Cette nouvelle séquence pose une question majeure : comment KIIRAAY – Les patriotes républicains va-t-il gérer l’afflux de responsables, d’élus, de militants et de personnalités issus d’horizons politiques variés ?

Derrière chaque ralliement, les motivations peuvent différer. Pour certains, il s’agit d’une adhésion sincère à une nouvelle vision politique et d’une volonté de participer à la transformation du pays. Pour d’autres, il peut s’agir d’une opportunité politique. Pour d’autres encore, le ralliement peut être interprété comme une manière de solder des comptes anciens, de se repositionner ou de se protéger face à d’éventuelles difficultés. Il serait cependant hasardeux de prêter individuellement de telles motivations sans éléments concrets.

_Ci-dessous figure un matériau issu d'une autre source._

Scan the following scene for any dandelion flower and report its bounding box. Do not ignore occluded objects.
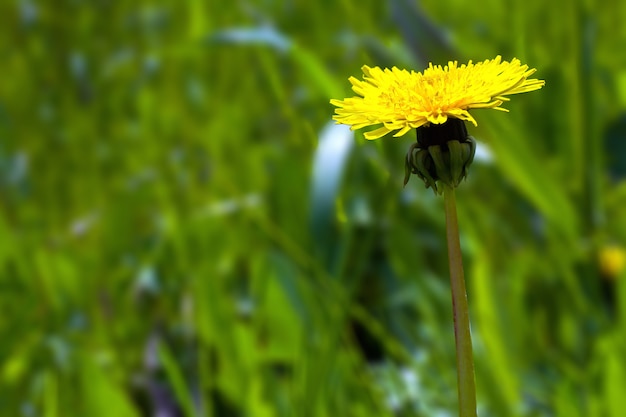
[330,56,545,139]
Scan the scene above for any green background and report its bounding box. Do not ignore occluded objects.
[0,0,626,417]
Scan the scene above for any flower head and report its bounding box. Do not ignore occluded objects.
[330,56,545,139]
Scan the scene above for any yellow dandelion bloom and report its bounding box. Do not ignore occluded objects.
[330,56,545,139]
[599,246,626,278]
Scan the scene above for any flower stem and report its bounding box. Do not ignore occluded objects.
[444,185,476,417]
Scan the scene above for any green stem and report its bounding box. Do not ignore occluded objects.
[443,185,476,417]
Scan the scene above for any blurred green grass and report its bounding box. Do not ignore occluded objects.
[0,0,626,417]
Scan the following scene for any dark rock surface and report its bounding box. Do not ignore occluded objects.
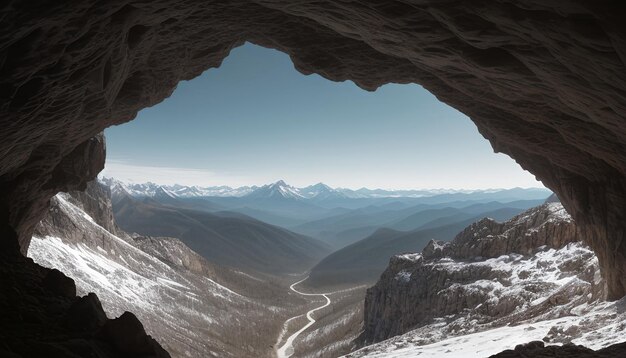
[0,0,626,299]
[0,229,169,358]
[490,342,626,358]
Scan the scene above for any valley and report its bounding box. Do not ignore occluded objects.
[29,179,623,358]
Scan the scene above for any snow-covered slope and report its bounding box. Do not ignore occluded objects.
[347,203,626,358]
[28,184,287,357]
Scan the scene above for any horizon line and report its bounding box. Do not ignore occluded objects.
[97,173,552,192]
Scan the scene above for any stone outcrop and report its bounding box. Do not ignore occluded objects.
[0,228,170,358]
[361,203,605,344]
[0,0,626,299]
[489,342,626,358]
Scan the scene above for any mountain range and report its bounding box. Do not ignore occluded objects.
[102,178,549,201]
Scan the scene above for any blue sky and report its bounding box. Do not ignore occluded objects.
[103,44,542,189]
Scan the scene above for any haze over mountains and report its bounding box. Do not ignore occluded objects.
[26,179,612,357]
[103,179,551,286]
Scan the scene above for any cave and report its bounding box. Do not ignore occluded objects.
[0,0,626,356]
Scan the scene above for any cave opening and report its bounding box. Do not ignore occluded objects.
[0,1,626,355]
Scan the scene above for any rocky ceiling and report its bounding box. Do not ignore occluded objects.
[0,0,626,299]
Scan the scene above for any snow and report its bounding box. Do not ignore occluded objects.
[348,318,568,358]
[346,239,626,358]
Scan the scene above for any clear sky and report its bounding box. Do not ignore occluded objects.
[103,44,542,189]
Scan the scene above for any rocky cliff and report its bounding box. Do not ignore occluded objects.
[362,203,605,343]
[27,181,288,357]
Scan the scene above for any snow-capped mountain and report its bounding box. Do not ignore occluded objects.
[299,183,350,200]
[245,180,306,200]
[101,177,257,198]
[101,178,550,201]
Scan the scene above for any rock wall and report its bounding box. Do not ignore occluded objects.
[0,0,626,298]
[361,203,605,344]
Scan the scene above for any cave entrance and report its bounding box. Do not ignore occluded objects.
[103,43,543,189]
[26,44,549,354]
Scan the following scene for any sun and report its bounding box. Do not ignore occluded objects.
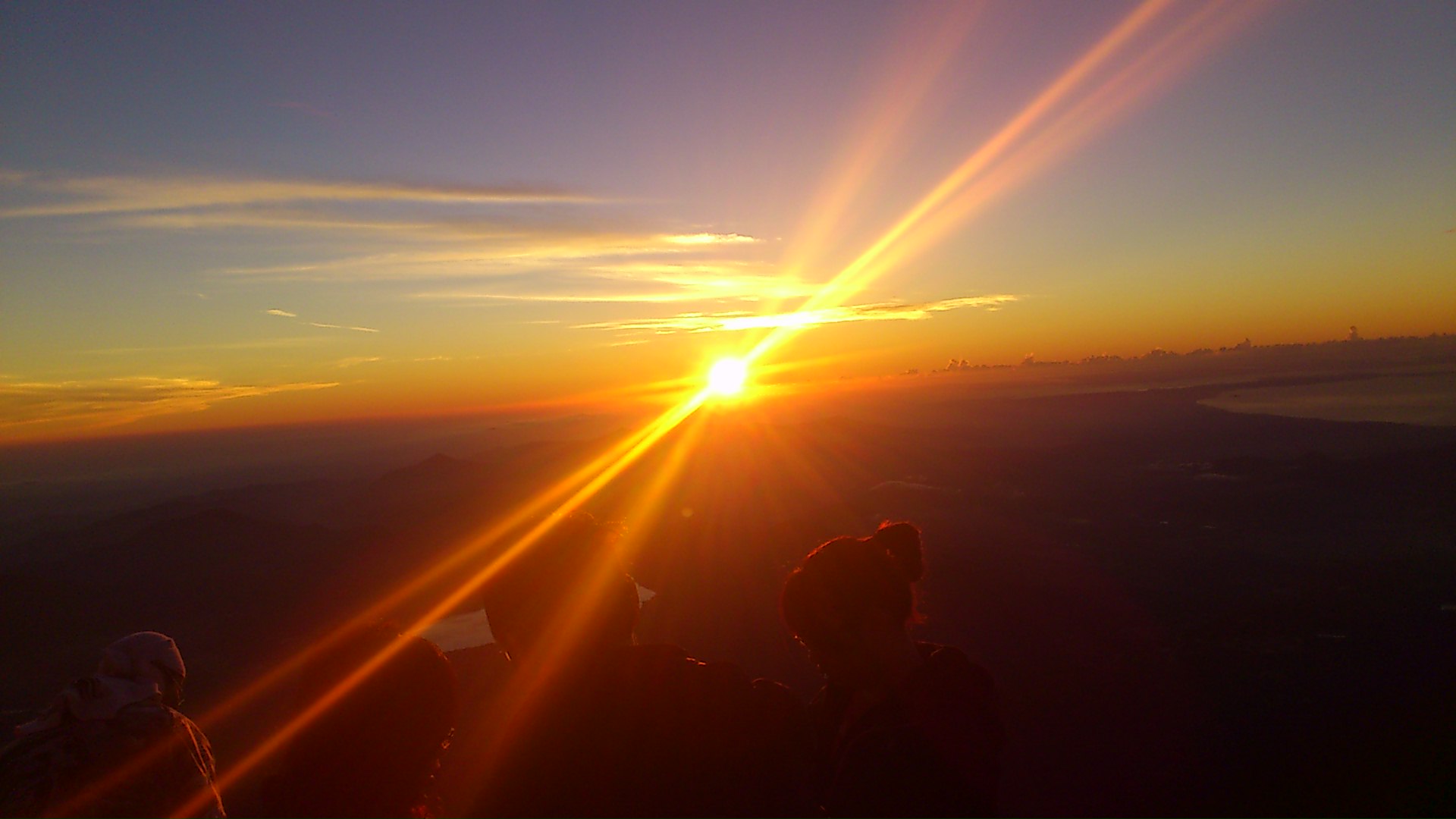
[708,359,748,398]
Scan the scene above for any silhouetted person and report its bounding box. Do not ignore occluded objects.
[0,631,223,819]
[447,514,811,819]
[782,523,1002,819]
[239,623,457,819]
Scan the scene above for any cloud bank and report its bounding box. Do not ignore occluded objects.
[0,376,337,430]
[573,294,1019,335]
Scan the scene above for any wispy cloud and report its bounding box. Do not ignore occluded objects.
[304,322,378,332]
[0,376,337,428]
[573,294,1018,335]
[268,99,334,118]
[335,356,383,367]
[79,335,330,356]
[0,174,594,218]
[410,259,818,305]
[264,307,378,332]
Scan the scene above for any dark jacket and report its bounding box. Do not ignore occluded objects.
[811,642,1003,819]
[0,698,223,819]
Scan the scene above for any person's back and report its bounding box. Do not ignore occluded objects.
[252,623,456,819]
[811,642,1002,819]
[0,632,223,819]
[472,645,811,819]
[780,523,1003,819]
[466,516,810,819]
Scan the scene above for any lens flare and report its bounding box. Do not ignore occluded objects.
[708,359,748,398]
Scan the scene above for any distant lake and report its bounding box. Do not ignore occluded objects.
[421,585,657,651]
[1200,373,1456,427]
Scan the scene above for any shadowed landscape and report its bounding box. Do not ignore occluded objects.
[0,337,1456,816]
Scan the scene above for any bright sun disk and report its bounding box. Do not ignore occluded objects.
[708,359,748,398]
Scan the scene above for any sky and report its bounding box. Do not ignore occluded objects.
[0,0,1456,443]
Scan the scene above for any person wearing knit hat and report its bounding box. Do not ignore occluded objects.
[0,631,224,819]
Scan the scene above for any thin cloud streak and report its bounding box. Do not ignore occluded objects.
[264,307,378,332]
[0,174,600,218]
[304,322,378,332]
[215,231,761,281]
[573,294,1021,335]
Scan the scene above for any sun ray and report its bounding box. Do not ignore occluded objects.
[48,8,1275,816]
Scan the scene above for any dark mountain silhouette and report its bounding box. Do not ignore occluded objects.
[0,369,1456,816]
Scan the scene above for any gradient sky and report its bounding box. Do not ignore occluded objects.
[0,0,1456,441]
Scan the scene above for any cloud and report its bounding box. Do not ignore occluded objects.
[410,259,821,305]
[335,356,383,367]
[304,322,378,332]
[573,294,1019,335]
[268,99,334,118]
[217,228,757,281]
[0,376,337,428]
[0,174,595,218]
[264,307,378,332]
[79,335,320,356]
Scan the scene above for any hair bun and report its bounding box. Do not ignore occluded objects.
[869,520,924,583]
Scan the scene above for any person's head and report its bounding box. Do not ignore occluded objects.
[779,522,924,685]
[277,623,456,817]
[96,631,187,708]
[482,512,638,659]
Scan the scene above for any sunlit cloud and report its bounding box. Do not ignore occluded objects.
[79,335,330,356]
[268,99,334,118]
[335,356,381,367]
[663,233,763,245]
[0,376,337,428]
[0,174,595,218]
[410,264,817,305]
[573,294,1019,335]
[217,229,758,281]
[264,307,378,332]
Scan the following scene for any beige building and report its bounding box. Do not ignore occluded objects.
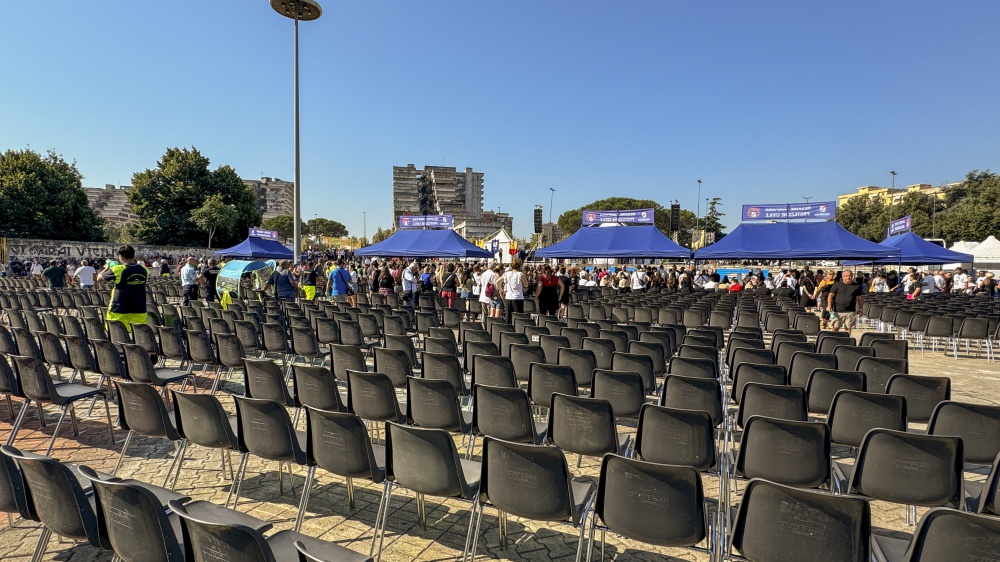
[392,164,484,224]
[243,177,295,221]
[837,183,959,207]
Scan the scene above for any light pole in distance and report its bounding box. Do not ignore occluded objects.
[271,0,323,263]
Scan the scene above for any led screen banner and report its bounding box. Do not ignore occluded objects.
[250,227,278,241]
[399,215,454,228]
[582,209,653,226]
[889,215,913,236]
[742,201,837,221]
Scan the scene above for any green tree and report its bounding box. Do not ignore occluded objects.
[306,217,347,238]
[557,197,696,247]
[191,194,239,248]
[837,197,892,242]
[260,215,295,240]
[372,226,396,244]
[0,149,105,242]
[128,147,260,246]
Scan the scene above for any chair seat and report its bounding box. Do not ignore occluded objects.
[871,533,910,562]
[156,369,191,384]
[267,531,371,562]
[460,459,483,490]
[52,383,105,406]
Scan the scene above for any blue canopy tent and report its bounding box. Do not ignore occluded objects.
[215,236,293,260]
[848,232,974,265]
[694,222,899,260]
[354,230,493,258]
[535,225,691,260]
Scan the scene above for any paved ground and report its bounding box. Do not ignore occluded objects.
[0,326,1000,562]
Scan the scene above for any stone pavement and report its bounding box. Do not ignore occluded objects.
[0,331,1000,562]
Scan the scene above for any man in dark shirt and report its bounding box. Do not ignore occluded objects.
[826,269,862,333]
[201,258,222,302]
[42,261,66,290]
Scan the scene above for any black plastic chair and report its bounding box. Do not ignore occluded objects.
[302,407,385,540]
[466,384,548,456]
[736,382,809,427]
[167,501,371,562]
[927,400,1000,465]
[730,479,871,562]
[470,352,516,388]
[375,422,482,560]
[806,369,865,415]
[111,381,181,480]
[587,454,718,561]
[854,357,910,392]
[846,429,965,525]
[7,355,115,455]
[171,391,240,489]
[471,437,595,560]
[735,416,830,488]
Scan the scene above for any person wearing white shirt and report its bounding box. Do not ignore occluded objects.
[72,260,97,290]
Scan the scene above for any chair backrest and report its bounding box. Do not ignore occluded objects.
[470,352,516,388]
[347,371,404,422]
[406,377,466,431]
[528,363,577,408]
[736,382,809,427]
[167,500,283,562]
[243,358,295,406]
[420,351,469,396]
[927,400,1000,464]
[732,479,871,562]
[590,369,655,418]
[788,351,837,388]
[774,341,816,369]
[0,445,104,548]
[472,384,539,444]
[330,338,368,382]
[594,455,707,547]
[80,466,184,562]
[657,375,725,427]
[885,374,951,423]
[306,406,385,484]
[508,343,546,381]
[233,396,306,464]
[848,429,964,509]
[667,355,719,379]
[292,365,347,412]
[479,437,581,525]
[854,357,909,392]
[902,508,1000,562]
[635,404,719,471]
[806,369,866,414]
[546,393,618,456]
[558,347,597,386]
[385,422,475,499]
[731,363,788,403]
[736,416,830,488]
[115,381,180,441]
[170,391,239,449]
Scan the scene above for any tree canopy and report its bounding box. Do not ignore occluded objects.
[0,149,105,242]
[557,197,704,247]
[128,147,260,247]
[837,170,1000,242]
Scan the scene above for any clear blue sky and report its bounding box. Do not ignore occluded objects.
[0,0,1000,236]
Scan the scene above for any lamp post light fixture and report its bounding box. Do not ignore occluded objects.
[271,0,323,263]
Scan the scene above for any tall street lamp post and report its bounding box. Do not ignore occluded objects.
[271,0,323,263]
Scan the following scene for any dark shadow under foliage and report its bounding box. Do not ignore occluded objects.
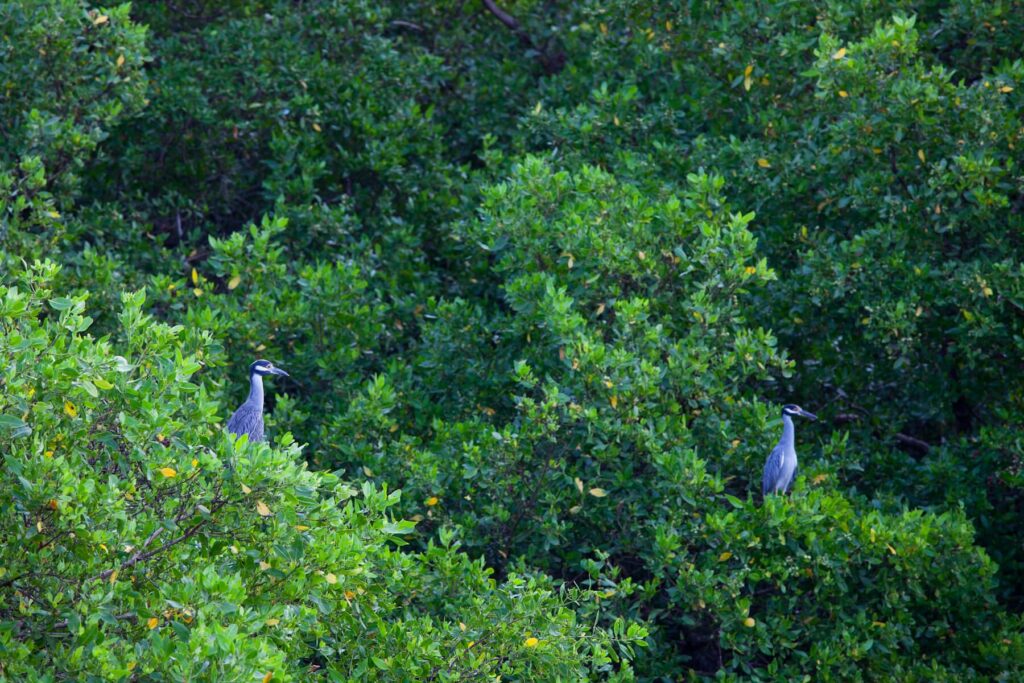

Ce n’est donc pas la quantité des ralliements qui devrait retenir l’attention de KIIRAAY – Les patriotes républicains, mais leur qualité politique. Une organisation qui absorbe rapidement des personnalités venues de tous horizons risque de reproduire les mécanismes qu’elle prétend dépasser. À l’inverse, une formation capable d’accueillir sans renoncer à ses principes, d’intégrer sans diluer son identité, de pardonner sans effacer les responsabilités et de transformer les ralliements en adhésions véritablement programmatiques pourrait inaugurer une nouvelle culture politique.

La question centrale est désormais la suivante : dans quel esprit, avec quelle philosophie, selon quelles règles et quelle stratégie KIIRAAY – Les patriotes républicains entend-il absorber efficacement cette nouvelle vague de ralliements sans devenir à son tour une simple machine de massification politique ?

C’est peut-être là que se jouera sa véritable différence avec les expériences précédentes. Car l’histoire politique du Sénégal montre une constante : il est relativement aisé de gagner des soutiens ; il est bien plus difficile de construire une culture politique commune.